Set between Ghana and America, this powerful debut novel explores the complex legacy of slavery
A potent tale explores the horrors of the slave trade
Yaa Gyasi can be forgiven for looking a little distracted as she enters the sunny room overlooking the Thames where we’re due to talk. Outside, the river glitters and the London Eye makes its slow revolutions; in here, Gyasi is recovering from the jet-lag brought on by a hectic publicity schedule that’s already taken her all across the United States and is just gearing up for Europe. Homegoing, her first novel, took seven years to write – though she’s only 26 – two of those at the famed Iowa Writers’ Workshop. Spanning more than two centuries, the story begins with a pair of half-sisters, Esi and Effia, who are born in Ghana. One marries a British soldier stationed at Cape Coast Castle, from where Ghana’s slave trade was run; the other is herself taken into slavery, and the novel follows their descendants down to the present day.
When it was completed Gyasi found herself with a seven-figure advance and the kind of reviews many writers only dream of: ‘At its best, the novel makes us experience the horrors of slavery on an intimate, personal level; by its conclusion, the characters’ tales of loss and resilience have acquired an inexorable and cumulative emotional weight,’ wrote Michiko Kakutani in The New York Times. Gyasi, who is poised and thoughtful, is just beginning to balance what happens when she’s writing and what happens out in the world. ‘There’s the quiet side of you that sits at a desk all day and works, and there’s the more public side of you – you have to learn to pivot between the two. It’s kind of overwhelming, learning to be the face of your work,’ she says.
Gyasi herself was born in Ghana, but moved to the United States with her parents, a professor of French and a nurse, when she was two. As her father searched for a job with tenure, they moved from Ohio, to Illinois, to Tennessee, before eventually settling in Huntsville, Alabama, when Gyasi was nine. Reading, she told me, was ‘a very stabilising force’ as they shifted around the country. She was always a writer, she says, ‘but I didn’t understand it was actually a profession’. She laughs. ‘It was only in high school that I started to think that it was something I wanted to do with my life.’
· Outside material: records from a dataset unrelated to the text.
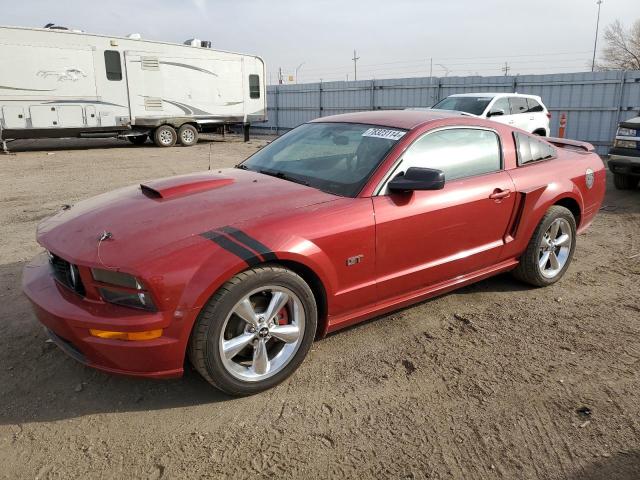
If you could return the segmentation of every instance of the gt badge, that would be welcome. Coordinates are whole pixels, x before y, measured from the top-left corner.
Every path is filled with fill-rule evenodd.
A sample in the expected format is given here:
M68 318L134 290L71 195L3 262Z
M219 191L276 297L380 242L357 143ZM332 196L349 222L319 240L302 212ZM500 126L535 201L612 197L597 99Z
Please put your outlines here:
M347 267L352 267L354 265L357 265L358 263L362 262L363 258L364 258L364 255L356 255L355 257L347 258Z
M587 168L586 173L584 174L584 181L587 184L587 188L593 187L593 181L595 180L595 175L593 170Z

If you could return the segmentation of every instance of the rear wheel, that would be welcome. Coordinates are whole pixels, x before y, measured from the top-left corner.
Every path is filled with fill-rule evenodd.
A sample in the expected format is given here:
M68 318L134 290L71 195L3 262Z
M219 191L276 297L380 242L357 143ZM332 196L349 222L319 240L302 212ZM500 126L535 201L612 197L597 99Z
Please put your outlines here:
M198 130L193 125L184 124L178 130L178 140L185 147L198 143Z
M173 147L177 139L178 134L171 125L161 125L153 132L153 142L158 147Z
M566 272L576 247L576 221L568 209L554 205L536 228L527 250L513 271L536 287L551 285Z
M613 185L618 190L631 190L638 186L638 178L631 175L623 175L621 173L613 174Z
M189 358L212 385L251 395L291 375L316 332L317 308L307 283L277 266L239 273L200 313Z

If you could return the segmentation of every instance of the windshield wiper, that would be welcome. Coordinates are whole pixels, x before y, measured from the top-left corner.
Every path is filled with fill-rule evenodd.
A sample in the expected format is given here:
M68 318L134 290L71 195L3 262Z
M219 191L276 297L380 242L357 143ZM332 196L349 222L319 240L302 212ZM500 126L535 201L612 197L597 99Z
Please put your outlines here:
M304 185L305 187L309 186L309 182L307 182L306 180L303 180L301 178L298 177L293 177L287 173L284 172L280 172L277 170L267 170L266 168L263 168L262 170L258 170L260 173L263 173L265 175L270 175L272 177L276 177L276 178L281 178L283 180L288 180L290 182L294 182L294 183L299 183L300 185Z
She went to Stanford, majoring in English; and it was while she was at college that she travelled to Ghana, and visited Cape Coast Castle. It was a transformative experience. ‘The tour guide took us through the upper level of the castle, and he told us how the British soldiers there would sometimes marry the local women – which was something I had never heard before. And then he told us how the children of the unions would sometimes be sent back to Britain; then they would come back and form Ghana’s upper and middle classes. So I started to make connections as to why I have family members with British last names.’ But there was another very distinct side to that tour, as she discovered when ‘he took us down to see the dungeons’. It was here that captured Ghanaians were kept before being sent in slave ships to America. ‘It was a really indescribable feeling, to stand there in such a small room, which still smells after all these years, is still grimy and dirty. And to think that there were these free wives above, that really struck me – so I had this idea for these two juxtaposed women, the one who was above, the wife of the soldier, and the one who was below in these dungeons.’
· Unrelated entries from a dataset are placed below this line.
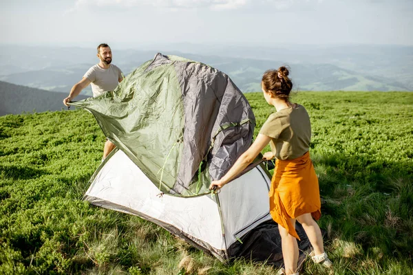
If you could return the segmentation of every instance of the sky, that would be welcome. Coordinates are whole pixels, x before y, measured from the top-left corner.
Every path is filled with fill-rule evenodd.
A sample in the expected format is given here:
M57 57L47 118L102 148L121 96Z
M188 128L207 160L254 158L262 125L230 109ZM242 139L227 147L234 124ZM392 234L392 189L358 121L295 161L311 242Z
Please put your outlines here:
M0 44L413 45L413 0L1 0Z

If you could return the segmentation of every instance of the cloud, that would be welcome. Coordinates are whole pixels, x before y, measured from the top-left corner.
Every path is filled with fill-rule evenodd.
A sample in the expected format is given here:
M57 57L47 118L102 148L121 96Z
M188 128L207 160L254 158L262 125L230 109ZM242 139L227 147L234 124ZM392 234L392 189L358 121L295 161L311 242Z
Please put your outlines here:
M133 8L152 6L171 10L237 10L248 6L271 6L284 10L300 6L317 5L323 0L77 0L75 8L91 7Z
M85 7L122 8L154 6L173 10L209 8L234 10L244 6L252 0L77 0L76 8Z

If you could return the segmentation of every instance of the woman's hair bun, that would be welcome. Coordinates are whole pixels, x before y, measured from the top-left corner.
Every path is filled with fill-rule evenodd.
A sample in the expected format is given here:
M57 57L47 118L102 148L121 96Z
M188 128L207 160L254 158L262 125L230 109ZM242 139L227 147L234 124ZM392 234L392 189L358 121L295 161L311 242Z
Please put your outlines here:
M286 68L284 66L282 66L278 68L278 72L282 73L284 76L288 76L288 74L290 74L288 69Z

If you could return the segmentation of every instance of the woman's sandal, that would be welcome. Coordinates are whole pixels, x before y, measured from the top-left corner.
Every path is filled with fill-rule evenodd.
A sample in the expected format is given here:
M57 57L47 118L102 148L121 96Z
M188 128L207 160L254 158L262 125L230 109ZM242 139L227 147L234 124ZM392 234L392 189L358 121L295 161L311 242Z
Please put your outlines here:
M311 256L311 259L315 263L319 263L327 268L331 268L332 267L332 263L331 263L331 261L330 261L326 252L320 254L319 255L315 255L314 250L313 250L311 253L310 253L310 256Z
M277 275L285 275L286 274L286 270L284 269L284 267L281 267L281 269L279 270L278 270L278 272L277 272ZM292 275L299 275L298 272L295 273Z

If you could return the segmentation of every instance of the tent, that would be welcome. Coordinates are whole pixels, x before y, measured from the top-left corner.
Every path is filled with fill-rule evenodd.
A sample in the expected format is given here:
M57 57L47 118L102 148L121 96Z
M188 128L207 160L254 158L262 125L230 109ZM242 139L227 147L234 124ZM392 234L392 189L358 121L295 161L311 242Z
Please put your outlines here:
M268 212L271 176L262 162L219 193L208 189L251 145L255 124L228 76L158 54L114 91L71 104L90 111L116 145L84 199L153 221L222 261L281 264ZM297 232L305 250L309 242L298 225Z

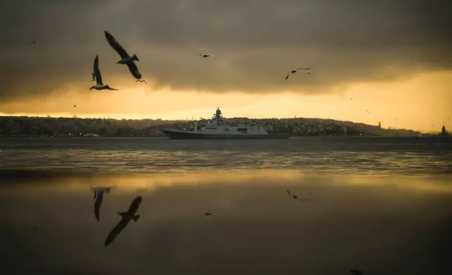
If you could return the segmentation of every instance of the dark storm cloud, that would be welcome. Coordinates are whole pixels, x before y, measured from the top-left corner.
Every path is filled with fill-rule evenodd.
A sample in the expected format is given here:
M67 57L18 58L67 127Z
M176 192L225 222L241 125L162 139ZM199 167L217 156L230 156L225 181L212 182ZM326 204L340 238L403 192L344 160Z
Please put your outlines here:
M0 18L4 98L39 95L60 83L80 82L88 89L97 54L106 83L113 85L121 74L133 81L125 67L114 64L119 58L105 29L129 54L137 54L144 79L154 79L157 88L329 92L335 85L403 78L452 65L452 4L442 0L4 5L4 11L11 11ZM199 53L215 56L201 59ZM312 75L300 72L284 81L297 67L312 67Z

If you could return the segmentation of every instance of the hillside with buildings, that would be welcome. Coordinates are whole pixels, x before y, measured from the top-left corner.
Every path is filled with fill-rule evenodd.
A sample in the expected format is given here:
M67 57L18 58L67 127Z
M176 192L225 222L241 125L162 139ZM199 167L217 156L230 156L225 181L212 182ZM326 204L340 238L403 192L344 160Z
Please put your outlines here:
M419 133L406 129L385 129L378 126L352 121L321 119L233 118L227 121L232 125L257 122L265 125L273 133L289 133L294 135L416 135ZM164 121L161 119L112 119L0 116L0 136L79 137L86 133L100 136L160 136L164 128L198 128L202 121ZM380 124L380 123L379 123Z

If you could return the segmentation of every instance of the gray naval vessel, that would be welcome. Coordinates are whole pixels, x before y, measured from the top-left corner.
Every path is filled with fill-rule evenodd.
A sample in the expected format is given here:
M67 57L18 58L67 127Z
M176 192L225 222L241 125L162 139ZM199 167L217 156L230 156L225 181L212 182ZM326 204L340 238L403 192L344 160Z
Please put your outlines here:
M194 130L164 129L163 133L169 138L185 139L288 139L289 134L269 133L265 127L257 123L232 126L225 121L220 108L217 108L212 120L203 123L200 130L197 124Z

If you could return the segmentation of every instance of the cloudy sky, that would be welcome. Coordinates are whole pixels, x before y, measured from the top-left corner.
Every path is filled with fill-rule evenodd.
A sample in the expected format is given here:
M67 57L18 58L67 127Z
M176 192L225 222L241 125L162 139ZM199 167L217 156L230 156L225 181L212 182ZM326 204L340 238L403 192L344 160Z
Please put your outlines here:
M197 119L220 107L225 116L452 128L448 1L21 0L2 8L0 114ZM137 55L147 85L116 64L104 30ZM120 90L90 91L96 55L104 83ZM312 74L284 80L300 67Z

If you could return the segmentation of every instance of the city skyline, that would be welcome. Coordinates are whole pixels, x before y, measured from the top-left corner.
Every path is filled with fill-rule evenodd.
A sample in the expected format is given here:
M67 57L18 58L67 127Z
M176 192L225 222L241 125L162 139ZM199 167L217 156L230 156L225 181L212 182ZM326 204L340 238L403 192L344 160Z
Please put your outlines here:
M445 4L55 3L6 4L16 12L0 18L14 26L0 30L0 115L199 119L219 107L226 117L381 121L384 128L397 118L401 128L437 131L442 121L452 128L452 18ZM148 84L115 64L104 30L137 55ZM105 83L121 90L89 90L96 55ZM284 80L300 67L311 74Z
Narratives of slavery have of course been told in fiction before – Gyasi cites Toni Morrison’s Beloved as an important book for her – but in the 21st century, the Black Lives Matter movement has meant that the conversation has moved on. ‘I love Beloved, but it came out in 1987, so there is a lot more that we have gone through since then that we should be talking about. I think there’s a more fertile ground now, not just for books about slavery, but books that think about its lasting effect, and what we mean when we talk about institutional racism.’
The legacy of slavery even cast a shadow over her own childhood. ‘Alabama is Alabama: it is everything you’ve heard about it. Had I not grown up there I never would have written a book like this. I never would have thought about what racism looks like structurally. If we’d stayed in Ohio, I don’t think I would have been thinking about those kinds of things.’
The powerful narratives of Yaa Gyasi’s accomplished first novel do more than reveal the history that still troubles the United States. They make that history immediate, through the story of family told through generations. As for her own family – what do they think of her success? She smiles wryly. At first they weren’t so sure about her choice of career. ‘They had that immigrant thing: get a real job, be a lawyer, be a doctor,’ she says. But now, ‘they’re over the moon’.
‘Homegoing’ by Yaa Gyasi (£16.99, Viking) is out now.